South Dakota Governor Kristi Noem Inspects Oregon Immigration and Customs Enforcement Facility Amid MAGA Influencers
Kristi Noem, acting as the homeland security secretary, conducted a tour the ICE office in the city of Portland on Tuesday. While there, she saw firsthand a small protest outside, which differs significantly to the dramatic "blockade" alleged by the former president.
Joined by Right-Wing Media Figures
The secretary was escorted by a set of MAGA-aligned personalities who were transported from the local airport to the site in her official convoy. DHS has recently produced escalating social media content featuring federal officers carrying out enforcement operations and using chemical irritants at demonstrators.
Protest Scene
Officers established a perimeter outside the facility in the city’s south waterfront neighborhood before the secretary’s appearance. A handful individuals, including one wearing a costume of a chicken and another as a shark, were held back.
Music was audible from a protest encampment nearby, with a refrain about Trump and controversial documents. A demonstrator called out to a government videographer filming from the facility's roof, challenging whether the homeland security had been renamed the "information ministry".
Press Coverage
Members of the press from nonpartisan news outlets were also kept at the barrier outside, while the MAGA-aligned figures in the secretary's group—Benny Johnson, Nick Sortor, and David Media—posted online posts of the Noem participating in federal agents in a prayer session inside, giving a encouraging words, and instructing a soldier of the militia to "Be ready".
Background Developments
Noem has previously echoed the Trump's allegations that the group of protesters—who have assembled in their limited groups outside the office since the summer, including one in an inflatable frog costume—are "extremists" who have placed the facility "besieged", making the sending of federal troops necessary.
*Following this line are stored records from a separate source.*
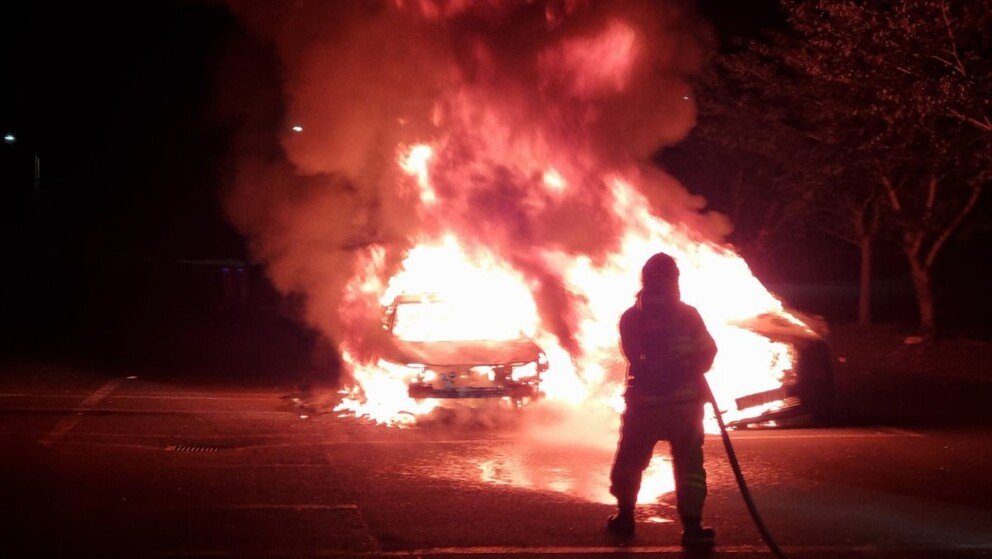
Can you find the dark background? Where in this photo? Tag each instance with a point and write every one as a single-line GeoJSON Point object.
{"type": "Point", "coordinates": [122, 255]}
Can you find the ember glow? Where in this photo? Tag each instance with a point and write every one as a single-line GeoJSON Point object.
{"type": "Point", "coordinates": [494, 157]}
{"type": "Point", "coordinates": [488, 299]}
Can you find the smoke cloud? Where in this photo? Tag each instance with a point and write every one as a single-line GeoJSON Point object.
{"type": "Point", "coordinates": [508, 87]}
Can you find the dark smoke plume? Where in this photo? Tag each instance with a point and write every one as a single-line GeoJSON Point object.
{"type": "Point", "coordinates": [365, 77]}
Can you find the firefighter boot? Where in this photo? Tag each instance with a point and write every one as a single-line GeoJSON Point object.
{"type": "Point", "coordinates": [621, 523]}
{"type": "Point", "coordinates": [695, 535]}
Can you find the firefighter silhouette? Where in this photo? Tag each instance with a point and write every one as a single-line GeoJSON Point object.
{"type": "Point", "coordinates": [668, 350]}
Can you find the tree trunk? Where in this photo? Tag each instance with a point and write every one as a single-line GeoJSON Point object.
{"type": "Point", "coordinates": [864, 287]}
{"type": "Point", "coordinates": [924, 297]}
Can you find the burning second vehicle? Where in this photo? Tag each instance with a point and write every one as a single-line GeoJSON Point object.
{"type": "Point", "coordinates": [458, 358]}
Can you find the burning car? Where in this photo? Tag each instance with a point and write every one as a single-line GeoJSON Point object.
{"type": "Point", "coordinates": [452, 360]}
{"type": "Point", "coordinates": [806, 391]}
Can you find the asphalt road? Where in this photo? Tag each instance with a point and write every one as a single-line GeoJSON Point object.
{"type": "Point", "coordinates": [109, 466]}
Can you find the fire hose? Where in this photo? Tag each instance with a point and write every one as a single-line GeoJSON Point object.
{"type": "Point", "coordinates": [745, 492]}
However, on a recent weekend, a federal judge in the city prevented Trump’s effort to bring under federal control Oregon’s National Guard, stating that the president’s claims that the generally nonviolent city was "in flames" were "without evidence".
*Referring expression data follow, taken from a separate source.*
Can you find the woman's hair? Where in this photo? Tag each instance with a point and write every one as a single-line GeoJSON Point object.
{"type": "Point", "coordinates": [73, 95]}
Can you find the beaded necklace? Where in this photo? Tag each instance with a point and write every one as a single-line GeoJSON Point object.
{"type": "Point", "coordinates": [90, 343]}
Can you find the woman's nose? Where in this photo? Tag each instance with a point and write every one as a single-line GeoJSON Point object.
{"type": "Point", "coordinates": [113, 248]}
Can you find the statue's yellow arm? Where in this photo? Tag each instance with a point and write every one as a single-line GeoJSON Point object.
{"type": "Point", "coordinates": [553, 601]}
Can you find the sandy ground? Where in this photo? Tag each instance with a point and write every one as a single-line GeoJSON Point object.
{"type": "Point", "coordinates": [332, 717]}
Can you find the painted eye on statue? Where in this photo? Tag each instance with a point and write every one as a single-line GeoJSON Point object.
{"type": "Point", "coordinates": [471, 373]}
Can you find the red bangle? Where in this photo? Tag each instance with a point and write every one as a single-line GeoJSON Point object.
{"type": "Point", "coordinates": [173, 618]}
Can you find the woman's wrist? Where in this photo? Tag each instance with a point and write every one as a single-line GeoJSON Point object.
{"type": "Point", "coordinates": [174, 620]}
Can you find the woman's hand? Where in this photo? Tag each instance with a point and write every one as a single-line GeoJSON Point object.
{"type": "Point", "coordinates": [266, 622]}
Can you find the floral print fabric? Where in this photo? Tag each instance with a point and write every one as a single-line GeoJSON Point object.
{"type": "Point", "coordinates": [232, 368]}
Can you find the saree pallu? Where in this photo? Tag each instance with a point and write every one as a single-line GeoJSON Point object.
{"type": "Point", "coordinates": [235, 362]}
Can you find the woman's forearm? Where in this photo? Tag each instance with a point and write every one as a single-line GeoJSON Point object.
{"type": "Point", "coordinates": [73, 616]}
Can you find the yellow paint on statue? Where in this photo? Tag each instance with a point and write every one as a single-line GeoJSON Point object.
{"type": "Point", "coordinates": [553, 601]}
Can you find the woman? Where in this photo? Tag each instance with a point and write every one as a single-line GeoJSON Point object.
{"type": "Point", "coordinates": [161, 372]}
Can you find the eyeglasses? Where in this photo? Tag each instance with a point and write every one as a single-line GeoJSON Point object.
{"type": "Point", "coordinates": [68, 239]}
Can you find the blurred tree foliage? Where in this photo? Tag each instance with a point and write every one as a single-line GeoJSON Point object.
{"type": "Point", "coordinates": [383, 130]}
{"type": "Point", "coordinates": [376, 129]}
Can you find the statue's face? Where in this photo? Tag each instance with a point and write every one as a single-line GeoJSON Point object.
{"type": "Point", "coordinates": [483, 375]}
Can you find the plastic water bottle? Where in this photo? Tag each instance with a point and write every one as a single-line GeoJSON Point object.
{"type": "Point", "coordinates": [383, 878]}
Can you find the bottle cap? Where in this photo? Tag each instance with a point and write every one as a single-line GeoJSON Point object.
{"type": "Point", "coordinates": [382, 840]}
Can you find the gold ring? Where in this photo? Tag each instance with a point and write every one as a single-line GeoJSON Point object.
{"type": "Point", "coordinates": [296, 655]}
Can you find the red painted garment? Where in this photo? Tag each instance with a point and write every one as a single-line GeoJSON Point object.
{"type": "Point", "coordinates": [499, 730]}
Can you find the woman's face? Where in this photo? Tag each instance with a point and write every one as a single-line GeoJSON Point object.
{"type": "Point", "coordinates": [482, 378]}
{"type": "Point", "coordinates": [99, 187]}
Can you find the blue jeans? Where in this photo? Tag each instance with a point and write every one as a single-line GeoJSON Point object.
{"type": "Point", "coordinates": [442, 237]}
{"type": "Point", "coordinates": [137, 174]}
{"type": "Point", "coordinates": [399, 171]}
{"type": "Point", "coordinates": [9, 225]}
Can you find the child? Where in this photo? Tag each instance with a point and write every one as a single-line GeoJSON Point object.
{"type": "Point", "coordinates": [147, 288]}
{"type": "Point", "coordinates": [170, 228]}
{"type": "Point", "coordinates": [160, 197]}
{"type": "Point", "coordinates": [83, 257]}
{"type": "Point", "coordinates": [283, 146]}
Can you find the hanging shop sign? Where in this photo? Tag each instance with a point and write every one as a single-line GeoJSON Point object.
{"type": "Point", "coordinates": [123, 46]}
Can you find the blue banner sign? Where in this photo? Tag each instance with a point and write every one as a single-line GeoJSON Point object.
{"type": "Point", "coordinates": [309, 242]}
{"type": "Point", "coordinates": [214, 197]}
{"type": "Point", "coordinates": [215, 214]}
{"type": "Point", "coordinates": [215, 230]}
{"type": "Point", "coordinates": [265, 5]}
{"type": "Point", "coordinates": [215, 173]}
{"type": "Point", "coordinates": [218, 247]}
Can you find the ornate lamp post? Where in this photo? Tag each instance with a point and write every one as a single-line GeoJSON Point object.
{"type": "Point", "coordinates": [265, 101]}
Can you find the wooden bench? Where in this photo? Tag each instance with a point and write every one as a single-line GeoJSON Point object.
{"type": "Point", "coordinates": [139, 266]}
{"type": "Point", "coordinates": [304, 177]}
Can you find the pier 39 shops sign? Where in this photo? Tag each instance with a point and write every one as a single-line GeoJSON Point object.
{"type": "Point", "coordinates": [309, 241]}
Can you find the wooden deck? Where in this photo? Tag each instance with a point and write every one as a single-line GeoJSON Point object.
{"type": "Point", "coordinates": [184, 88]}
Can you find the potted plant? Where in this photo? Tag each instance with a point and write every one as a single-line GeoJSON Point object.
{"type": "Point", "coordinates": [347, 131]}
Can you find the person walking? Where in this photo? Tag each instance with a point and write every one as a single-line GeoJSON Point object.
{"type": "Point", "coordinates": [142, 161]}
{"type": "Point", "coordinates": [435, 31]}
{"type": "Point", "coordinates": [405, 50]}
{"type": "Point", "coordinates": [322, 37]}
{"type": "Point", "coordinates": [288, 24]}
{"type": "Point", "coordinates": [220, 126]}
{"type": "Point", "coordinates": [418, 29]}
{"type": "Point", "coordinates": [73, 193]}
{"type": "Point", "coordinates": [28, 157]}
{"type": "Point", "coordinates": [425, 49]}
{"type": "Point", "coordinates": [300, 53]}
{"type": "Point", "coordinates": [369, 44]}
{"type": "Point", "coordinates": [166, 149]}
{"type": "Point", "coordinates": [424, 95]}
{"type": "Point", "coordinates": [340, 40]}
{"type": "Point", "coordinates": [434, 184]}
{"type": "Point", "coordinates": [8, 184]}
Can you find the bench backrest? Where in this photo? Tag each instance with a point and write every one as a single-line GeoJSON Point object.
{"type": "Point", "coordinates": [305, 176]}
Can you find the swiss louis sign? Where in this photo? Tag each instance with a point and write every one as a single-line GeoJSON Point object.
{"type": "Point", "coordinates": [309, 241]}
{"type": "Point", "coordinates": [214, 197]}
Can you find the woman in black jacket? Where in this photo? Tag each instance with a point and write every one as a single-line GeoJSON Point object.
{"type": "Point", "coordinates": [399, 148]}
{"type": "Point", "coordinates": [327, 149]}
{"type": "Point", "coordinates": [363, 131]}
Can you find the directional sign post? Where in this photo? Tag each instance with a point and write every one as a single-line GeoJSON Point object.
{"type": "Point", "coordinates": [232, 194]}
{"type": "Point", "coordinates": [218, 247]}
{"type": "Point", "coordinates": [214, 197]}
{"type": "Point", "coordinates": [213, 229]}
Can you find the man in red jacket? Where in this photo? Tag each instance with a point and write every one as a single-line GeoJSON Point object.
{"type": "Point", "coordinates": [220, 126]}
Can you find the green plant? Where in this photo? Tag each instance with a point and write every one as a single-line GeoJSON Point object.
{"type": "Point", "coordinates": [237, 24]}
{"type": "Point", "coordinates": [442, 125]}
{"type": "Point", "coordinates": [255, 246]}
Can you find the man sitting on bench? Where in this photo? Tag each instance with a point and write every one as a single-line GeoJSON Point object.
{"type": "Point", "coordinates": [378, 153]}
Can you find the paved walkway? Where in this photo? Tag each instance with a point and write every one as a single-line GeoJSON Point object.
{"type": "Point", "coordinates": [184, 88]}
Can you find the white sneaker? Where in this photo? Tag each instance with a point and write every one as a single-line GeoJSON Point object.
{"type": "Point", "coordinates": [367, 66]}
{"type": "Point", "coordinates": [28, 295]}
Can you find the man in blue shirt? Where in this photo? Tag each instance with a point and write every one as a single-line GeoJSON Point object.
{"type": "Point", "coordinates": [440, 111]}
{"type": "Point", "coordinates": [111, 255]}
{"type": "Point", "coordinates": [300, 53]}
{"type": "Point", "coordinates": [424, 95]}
The next day, the court official, Judge Immergut—who was selected to the court by Donald Trump—extended the decision to block National Guard troops from elsewhere from being sent in the city. The judge ruled after Trump answered to her previous decision by seeking to deploy members of the California National Guard to the state.
Escalating Tensions
After the former president drew attention the modest but continuous demonstration outside the site and made unsubstantiated allegations that the city is "war ravaged", a increasing amount of his adherents, including MAGA influencers, have appeared to confront the individuals.
A number of these clashes have led to scuffles and brawls, resulting in detentions by the local law enforcement. Nick Sortor was one of those detained after he attempted to push through a gathering on a sidewalk near the site and was part of an altercation over an American flag. Sortor had earlier seized the banner from a demonstrator who was destroying it.
Legal accusations against him were eventually dismissed after an protest in right-wing outlets prompted the head of the rights office of the Department of Justice, Harmeet Dhillon, to warn of a probe of the law enforcement agency over supposed political bias.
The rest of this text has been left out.